您問我要錢,這錢我不能給,是犯法的。不過如果您真的曾把季家放在心上,把爺爺放在心上,就會知道爺爺給他的每一個兒媳都準備了彩禮。給我母親的是南郊莊園,給您的,我記得是東區(qū)牧場。
老爺子雖然不喜季離軒母親,但這方面一直是端得很平。
二伯母驚愕一瞬,臉上露出激動驚喜的神色。東區(qū)牧場雖然不知名,但多年來營業(yè)額只增不減,賣出去之后的錢怎么也夠他們下半輩子生活了。季離軒以為出事的第一瞬間,二伯母就會和季二伯斷絕關系,卻沒想到她能做到這個地步。她作為一個妻子和母親,承擔起來超出她負荷的重擔,這點是值得尊敬的。
不過這些都和季離軒沒關系了,他下個月月初就要和母親回白水村,一來是季泱放寒假了,二來是外公外婆的忌日也在這一段時間。
時間進入十二月末,天寒地凍,冷霜降落。
林柯一在開車,這孩子是被他收養(yǎng)的,每次過節(jié)都是跟著季家一起過。車內母親在后座小憩,季泱玩了半路手機,被崎嶇的山路晃吐過一次,吐完后就病懨懨地窩在母親懷里睡著了。季父沒來。一是他一般不參與家庭聚會,二是爺爺需要人照顧,三是也沒人通知他。

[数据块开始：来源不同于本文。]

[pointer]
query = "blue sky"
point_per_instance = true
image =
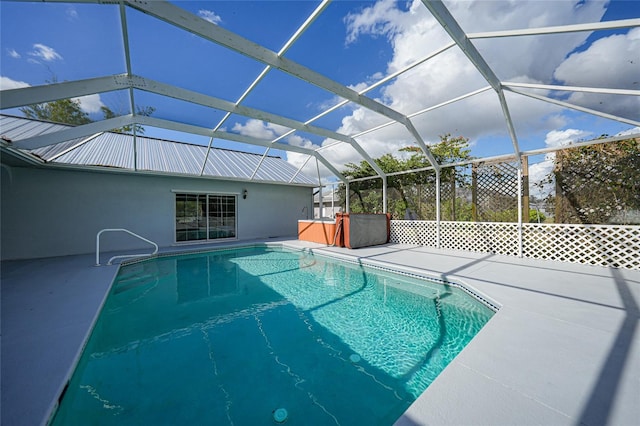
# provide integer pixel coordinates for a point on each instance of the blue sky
(354, 43)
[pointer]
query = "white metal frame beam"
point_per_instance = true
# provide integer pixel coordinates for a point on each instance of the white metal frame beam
(451, 26)
(574, 107)
(595, 26)
(178, 17)
(298, 33)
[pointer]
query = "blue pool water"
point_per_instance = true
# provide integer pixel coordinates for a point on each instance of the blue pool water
(230, 337)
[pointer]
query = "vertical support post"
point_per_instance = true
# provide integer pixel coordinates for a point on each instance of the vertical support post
(474, 192)
(333, 209)
(384, 194)
(525, 188)
(135, 149)
(520, 211)
(346, 197)
(438, 208)
(453, 195)
(320, 202)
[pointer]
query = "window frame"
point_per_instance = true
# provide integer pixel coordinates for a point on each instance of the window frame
(209, 199)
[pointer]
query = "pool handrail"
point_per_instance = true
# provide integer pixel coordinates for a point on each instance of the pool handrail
(125, 255)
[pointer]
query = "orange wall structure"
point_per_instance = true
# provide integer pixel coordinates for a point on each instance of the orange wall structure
(317, 231)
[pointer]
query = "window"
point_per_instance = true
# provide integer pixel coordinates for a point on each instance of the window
(205, 217)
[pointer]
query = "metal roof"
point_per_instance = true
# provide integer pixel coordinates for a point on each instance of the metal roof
(118, 150)
(195, 95)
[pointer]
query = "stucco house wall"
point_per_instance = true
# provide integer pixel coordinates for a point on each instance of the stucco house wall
(55, 212)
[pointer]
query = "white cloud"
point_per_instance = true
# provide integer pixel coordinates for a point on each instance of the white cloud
(539, 172)
(413, 33)
(557, 138)
(7, 83)
(259, 129)
(610, 62)
(632, 131)
(72, 13)
(210, 16)
(90, 103)
(45, 53)
(12, 53)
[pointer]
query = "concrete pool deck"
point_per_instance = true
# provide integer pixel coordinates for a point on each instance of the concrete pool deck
(563, 349)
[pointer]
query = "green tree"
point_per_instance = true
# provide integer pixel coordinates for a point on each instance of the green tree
(145, 111)
(598, 183)
(67, 111)
(536, 216)
(405, 191)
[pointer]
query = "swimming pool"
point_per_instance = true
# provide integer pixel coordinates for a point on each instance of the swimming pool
(235, 336)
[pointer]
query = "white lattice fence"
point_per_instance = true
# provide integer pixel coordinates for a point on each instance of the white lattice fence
(483, 237)
(604, 245)
(418, 232)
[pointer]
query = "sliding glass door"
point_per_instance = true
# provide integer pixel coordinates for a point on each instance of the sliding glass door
(205, 216)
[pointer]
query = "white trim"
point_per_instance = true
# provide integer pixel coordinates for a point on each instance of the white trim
(195, 191)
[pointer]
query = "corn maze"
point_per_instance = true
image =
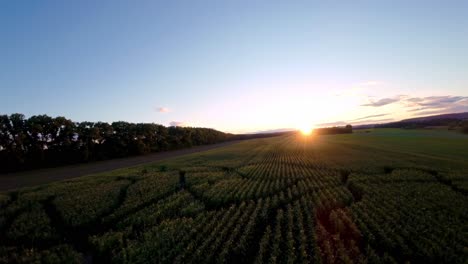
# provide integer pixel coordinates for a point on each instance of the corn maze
(276, 200)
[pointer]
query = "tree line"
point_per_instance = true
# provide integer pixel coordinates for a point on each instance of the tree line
(43, 141)
(334, 130)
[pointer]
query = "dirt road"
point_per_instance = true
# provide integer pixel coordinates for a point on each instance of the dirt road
(31, 178)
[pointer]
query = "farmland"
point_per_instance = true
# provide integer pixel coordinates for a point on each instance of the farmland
(387, 196)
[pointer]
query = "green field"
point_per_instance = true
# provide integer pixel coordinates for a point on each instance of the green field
(383, 196)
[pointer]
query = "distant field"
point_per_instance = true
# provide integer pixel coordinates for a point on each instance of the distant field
(386, 196)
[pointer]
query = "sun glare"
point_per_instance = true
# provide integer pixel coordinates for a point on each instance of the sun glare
(306, 130)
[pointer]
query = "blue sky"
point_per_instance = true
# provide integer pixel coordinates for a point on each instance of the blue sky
(236, 66)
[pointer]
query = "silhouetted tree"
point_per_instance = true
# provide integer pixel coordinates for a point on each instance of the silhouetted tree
(42, 141)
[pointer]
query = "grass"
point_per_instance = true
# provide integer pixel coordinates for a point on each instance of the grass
(390, 195)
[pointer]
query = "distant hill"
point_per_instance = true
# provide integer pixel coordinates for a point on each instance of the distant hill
(450, 120)
(460, 116)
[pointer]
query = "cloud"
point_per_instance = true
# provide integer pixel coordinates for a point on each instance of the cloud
(162, 109)
(177, 123)
(370, 83)
(366, 117)
(338, 123)
(382, 102)
(437, 104)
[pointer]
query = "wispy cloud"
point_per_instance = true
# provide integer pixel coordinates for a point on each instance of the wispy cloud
(177, 123)
(163, 110)
(425, 105)
(382, 102)
(370, 83)
(370, 116)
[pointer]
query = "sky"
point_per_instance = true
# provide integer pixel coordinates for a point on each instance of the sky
(236, 66)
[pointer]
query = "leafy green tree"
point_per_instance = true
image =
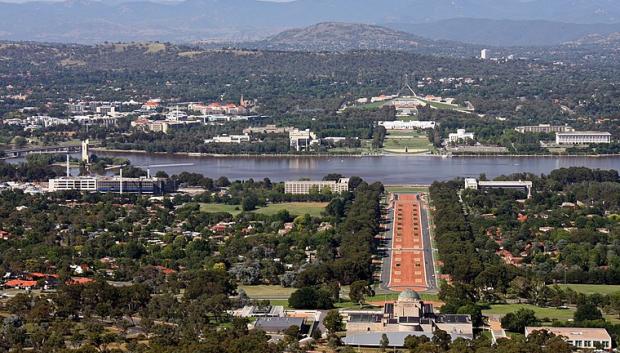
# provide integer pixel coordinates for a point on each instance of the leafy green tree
(333, 321)
(358, 292)
(586, 312)
(517, 321)
(384, 342)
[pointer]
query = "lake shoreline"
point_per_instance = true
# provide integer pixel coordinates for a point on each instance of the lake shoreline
(324, 155)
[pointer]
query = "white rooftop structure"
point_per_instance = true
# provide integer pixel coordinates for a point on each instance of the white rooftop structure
(582, 137)
(407, 125)
(460, 135)
(472, 183)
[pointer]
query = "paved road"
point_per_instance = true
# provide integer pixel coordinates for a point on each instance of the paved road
(429, 260)
(386, 266)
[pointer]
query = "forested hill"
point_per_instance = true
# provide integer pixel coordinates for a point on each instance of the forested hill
(285, 82)
(334, 36)
(88, 21)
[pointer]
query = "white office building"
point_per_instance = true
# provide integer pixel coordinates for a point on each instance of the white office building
(460, 135)
(582, 137)
(305, 187)
(73, 183)
(407, 125)
(301, 140)
(229, 139)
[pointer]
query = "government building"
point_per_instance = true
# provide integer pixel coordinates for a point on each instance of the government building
(582, 137)
(154, 186)
(408, 316)
(306, 187)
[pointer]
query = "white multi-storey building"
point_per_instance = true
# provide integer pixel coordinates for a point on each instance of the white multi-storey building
(229, 139)
(582, 137)
(407, 125)
(460, 135)
(73, 183)
(544, 128)
(305, 187)
(302, 139)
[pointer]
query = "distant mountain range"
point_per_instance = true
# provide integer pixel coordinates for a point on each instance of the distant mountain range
(507, 32)
(336, 36)
(87, 21)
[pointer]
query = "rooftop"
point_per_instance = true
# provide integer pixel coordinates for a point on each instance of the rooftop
(584, 133)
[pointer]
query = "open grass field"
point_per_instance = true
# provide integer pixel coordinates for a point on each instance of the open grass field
(541, 313)
(219, 208)
(439, 105)
(410, 141)
(294, 208)
(375, 105)
(267, 292)
(592, 288)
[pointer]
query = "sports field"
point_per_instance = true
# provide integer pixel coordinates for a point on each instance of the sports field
(407, 267)
(294, 208)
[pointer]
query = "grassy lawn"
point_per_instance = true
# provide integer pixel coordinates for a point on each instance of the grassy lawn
(592, 288)
(295, 208)
(541, 313)
(439, 105)
(267, 292)
(375, 105)
(413, 141)
(218, 208)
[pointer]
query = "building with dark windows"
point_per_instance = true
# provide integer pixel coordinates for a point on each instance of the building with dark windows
(408, 316)
(151, 186)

大家熱熱鬧鬧地把行李搬進車子里,都走到一半了,季泱忽然問了句爸爸呢。季母后知后覺地反應過來,季離軒也愣了下,最后想了想道:等到了再打個電話吧。他也不一定來。
車途漫漫,季離軒被車內暖氣吹得暈乎乎的,正要睡著,車身忽然劇烈顛簸了一下,把他震醒了。
哥,醒了嗎?林柯一注意到了他的動靜,不好意思,剛才路過個大坑,沒看見。
沒事。你也開很久的車了,累了吧。季離軒坐直了點歪過去的身子,等會兒讓我來開吧。